L. Cruzeiro-Hansson

Passive ion permeability of lipid membranes modelled via lipid-domain interfacial area

A microscopic interaction model of the gel-to-fluid chain-melting phase transition of fully hydrated lipid bilayer membranes is used as a basis for modelling the temperature dependence of passive transmembrane permeability of small ions, e.g. Na+. Computer simulation of the model shows that the phase transition is accompanied by strong lateral density fluctuations which manifest themselves in the formation of inhomogeneous equilibrium structures of coexisting gel and fluid domains. The interfaces of these domains are found to be dominated by intermediate lipid-chain conformations. The interfacial area is shown to have a pronounced peak at the phase transition. By imposing a simple model for ion diffusion through membranes which assigns a high relative permeation rate to the domain interfaces, the interfacial area is then identified as a membrane property which has the proper temperature variation to account for the peculiar experimental observation of a strongly enhanced passive ion permeability at the phase transition.
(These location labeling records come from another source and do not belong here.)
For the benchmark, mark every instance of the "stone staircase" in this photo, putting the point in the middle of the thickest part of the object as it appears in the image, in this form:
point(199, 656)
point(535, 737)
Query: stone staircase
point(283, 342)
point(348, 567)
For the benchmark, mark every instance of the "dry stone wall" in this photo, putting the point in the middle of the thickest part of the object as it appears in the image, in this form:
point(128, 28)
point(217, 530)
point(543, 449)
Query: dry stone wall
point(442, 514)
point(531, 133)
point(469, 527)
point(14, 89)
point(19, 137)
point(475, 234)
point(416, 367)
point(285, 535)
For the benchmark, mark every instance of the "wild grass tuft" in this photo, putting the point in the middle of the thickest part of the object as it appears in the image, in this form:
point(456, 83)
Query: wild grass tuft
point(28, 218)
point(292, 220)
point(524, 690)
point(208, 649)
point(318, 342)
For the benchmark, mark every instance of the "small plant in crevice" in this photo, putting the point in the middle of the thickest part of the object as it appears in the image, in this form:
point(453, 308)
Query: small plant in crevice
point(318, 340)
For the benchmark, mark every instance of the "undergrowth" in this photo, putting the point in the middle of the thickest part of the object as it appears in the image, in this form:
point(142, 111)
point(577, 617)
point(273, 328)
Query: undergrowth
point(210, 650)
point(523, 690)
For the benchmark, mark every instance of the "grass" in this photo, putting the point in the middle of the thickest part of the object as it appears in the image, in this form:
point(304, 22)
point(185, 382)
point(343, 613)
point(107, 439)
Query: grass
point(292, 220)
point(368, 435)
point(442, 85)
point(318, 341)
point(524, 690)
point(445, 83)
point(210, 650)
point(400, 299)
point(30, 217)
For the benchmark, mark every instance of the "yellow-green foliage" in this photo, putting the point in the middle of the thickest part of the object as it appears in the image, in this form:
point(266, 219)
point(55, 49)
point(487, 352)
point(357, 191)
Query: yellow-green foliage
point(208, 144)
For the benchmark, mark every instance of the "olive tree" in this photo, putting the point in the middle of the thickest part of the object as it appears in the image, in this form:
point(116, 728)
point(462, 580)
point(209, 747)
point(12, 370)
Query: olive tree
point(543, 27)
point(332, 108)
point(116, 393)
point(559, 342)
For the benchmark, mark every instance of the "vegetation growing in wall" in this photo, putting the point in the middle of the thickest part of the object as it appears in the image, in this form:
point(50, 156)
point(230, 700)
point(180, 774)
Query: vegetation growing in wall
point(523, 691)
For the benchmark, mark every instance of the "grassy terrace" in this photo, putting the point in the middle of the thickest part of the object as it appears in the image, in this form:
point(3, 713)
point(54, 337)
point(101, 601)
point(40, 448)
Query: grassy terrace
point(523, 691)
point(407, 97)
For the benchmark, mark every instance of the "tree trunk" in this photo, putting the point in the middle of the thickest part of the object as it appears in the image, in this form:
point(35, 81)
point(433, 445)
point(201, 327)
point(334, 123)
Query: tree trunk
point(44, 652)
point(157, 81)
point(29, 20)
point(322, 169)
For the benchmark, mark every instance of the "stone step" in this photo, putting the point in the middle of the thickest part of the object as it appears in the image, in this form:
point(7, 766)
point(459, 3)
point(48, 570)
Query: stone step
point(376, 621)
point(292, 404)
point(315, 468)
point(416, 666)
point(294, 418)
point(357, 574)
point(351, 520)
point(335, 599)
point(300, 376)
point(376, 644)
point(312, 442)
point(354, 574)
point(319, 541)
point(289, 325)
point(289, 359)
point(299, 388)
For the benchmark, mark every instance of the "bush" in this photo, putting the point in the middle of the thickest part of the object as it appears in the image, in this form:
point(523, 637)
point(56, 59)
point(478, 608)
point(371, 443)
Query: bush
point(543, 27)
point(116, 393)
The excellent agreement with the experimental data for Na+-permeation, taken together with recent experimental results for the phase transition kinetics, provides new insight into the microphysical mechanisms of reversible electric breakdown. This insight indicates that there is no need for aqueous pore-formation to explain the experimental observation of a dramatic increase in ion conductance subsequent to electric pulses.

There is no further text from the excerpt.